Definition 97.11.1. Let $S$ be a scheme. Let $\mathcal{X}$ be a category fibred in groupoids over $(\mathit{Sch}/S)_{fppf}$. We say $\mathcal{X}$ is limit preserving if for every affine scheme $T$ over $S$ which is a limit $T = \mathop{\mathrm{lim}}\nolimits T_ i$ of a directed inverse system of affine schemes $T_ i$ over $S$, we have an equivalence

$\mathop{\mathrm{colim}}\nolimits \mathcal{X}_{T_ i} \longrightarrow \mathcal{X}_ T$

of fibre categories.

Comment #6246 by DatPham on

Maybe this is trivial to ask but is there a definition for the notion $\mathrm{colim}\; \mathcal{X}_{T_i}$ (i.e. a colimit of groupoids)? My understanding is that this is just a suggestive notation (and the meaning of the equivalence $\mathrm{colim}\;\mathcal{X}_{T_i}\to \mathcal{X}_T$ is explained in the paragraph followed the above definition). Is this correct or I am missing something?

Comment #6247 by on

First of all: yes, please see the explanation following the definition for what the definition means. OTOH you can define colimits of directed systems of groupoids exactly as suggested by this explanation and for the purposes of the Stacks project, this is the correct definition.
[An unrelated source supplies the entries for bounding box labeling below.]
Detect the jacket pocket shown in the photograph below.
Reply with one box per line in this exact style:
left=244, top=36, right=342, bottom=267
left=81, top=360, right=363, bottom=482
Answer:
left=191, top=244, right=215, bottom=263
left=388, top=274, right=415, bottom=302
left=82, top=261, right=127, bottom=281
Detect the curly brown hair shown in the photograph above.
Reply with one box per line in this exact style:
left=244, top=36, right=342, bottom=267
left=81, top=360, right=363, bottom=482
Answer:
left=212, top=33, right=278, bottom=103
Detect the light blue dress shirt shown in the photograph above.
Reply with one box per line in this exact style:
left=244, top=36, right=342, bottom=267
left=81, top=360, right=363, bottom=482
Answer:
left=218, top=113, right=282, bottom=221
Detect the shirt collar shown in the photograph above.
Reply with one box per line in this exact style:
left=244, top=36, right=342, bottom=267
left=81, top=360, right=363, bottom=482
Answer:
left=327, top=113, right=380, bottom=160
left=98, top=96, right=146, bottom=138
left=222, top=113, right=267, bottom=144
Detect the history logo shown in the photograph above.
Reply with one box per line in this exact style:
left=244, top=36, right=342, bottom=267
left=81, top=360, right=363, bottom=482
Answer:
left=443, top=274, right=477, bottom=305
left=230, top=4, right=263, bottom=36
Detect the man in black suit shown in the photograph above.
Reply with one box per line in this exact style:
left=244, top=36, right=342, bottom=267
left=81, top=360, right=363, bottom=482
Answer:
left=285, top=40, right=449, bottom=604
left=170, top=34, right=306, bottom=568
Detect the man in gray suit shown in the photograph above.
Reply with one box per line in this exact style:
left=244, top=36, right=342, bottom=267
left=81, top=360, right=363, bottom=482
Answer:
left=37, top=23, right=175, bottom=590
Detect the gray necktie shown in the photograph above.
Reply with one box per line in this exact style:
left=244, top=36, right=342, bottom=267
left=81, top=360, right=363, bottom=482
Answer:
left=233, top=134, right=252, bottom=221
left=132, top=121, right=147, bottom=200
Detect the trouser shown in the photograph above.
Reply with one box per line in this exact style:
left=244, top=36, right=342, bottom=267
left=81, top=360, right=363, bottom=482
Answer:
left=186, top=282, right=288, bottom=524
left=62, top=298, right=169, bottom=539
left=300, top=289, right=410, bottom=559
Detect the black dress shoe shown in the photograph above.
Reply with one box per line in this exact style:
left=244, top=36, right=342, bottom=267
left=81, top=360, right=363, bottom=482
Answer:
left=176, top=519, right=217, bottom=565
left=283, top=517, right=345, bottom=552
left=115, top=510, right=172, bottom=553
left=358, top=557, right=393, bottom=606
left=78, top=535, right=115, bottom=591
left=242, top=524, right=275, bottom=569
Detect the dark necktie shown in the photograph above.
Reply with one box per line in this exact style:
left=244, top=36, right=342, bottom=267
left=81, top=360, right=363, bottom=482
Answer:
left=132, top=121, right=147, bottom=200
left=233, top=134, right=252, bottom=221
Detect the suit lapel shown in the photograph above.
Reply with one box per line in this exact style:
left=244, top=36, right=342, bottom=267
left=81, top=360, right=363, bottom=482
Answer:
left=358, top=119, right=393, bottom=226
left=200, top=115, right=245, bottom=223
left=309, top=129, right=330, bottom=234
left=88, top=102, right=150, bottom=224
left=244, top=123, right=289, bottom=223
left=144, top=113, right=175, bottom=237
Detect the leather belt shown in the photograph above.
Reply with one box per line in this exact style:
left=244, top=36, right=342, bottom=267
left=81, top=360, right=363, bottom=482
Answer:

You can also define $\text{colim} \mathcal{X}_i$ if you just assume: (1) $I$ is a directed set (Definition 4.21.1), (2) for each $i \in I$ we have a groupoid $\mathcal{X}_i$, and (3) for each $i \leq j$ we have a functor $F_{ij} : \mathcal{X}_i \to \mathcal{X}_j$ with $F_{ii} = \text{id}_{\mathcal{X}_i}$, and (4) for every $i \leq j \leq k$ a transformation $F_{ik} \to F_{jk} \circ F_{ij}$ such that this data forms a pseudo functor from $I$ to the $2$-category of groupoids, see Definition 4.29.5. The colimit of such a beast constructed more or less in the same way will have a weak universal property which I leave it up to you to clarify.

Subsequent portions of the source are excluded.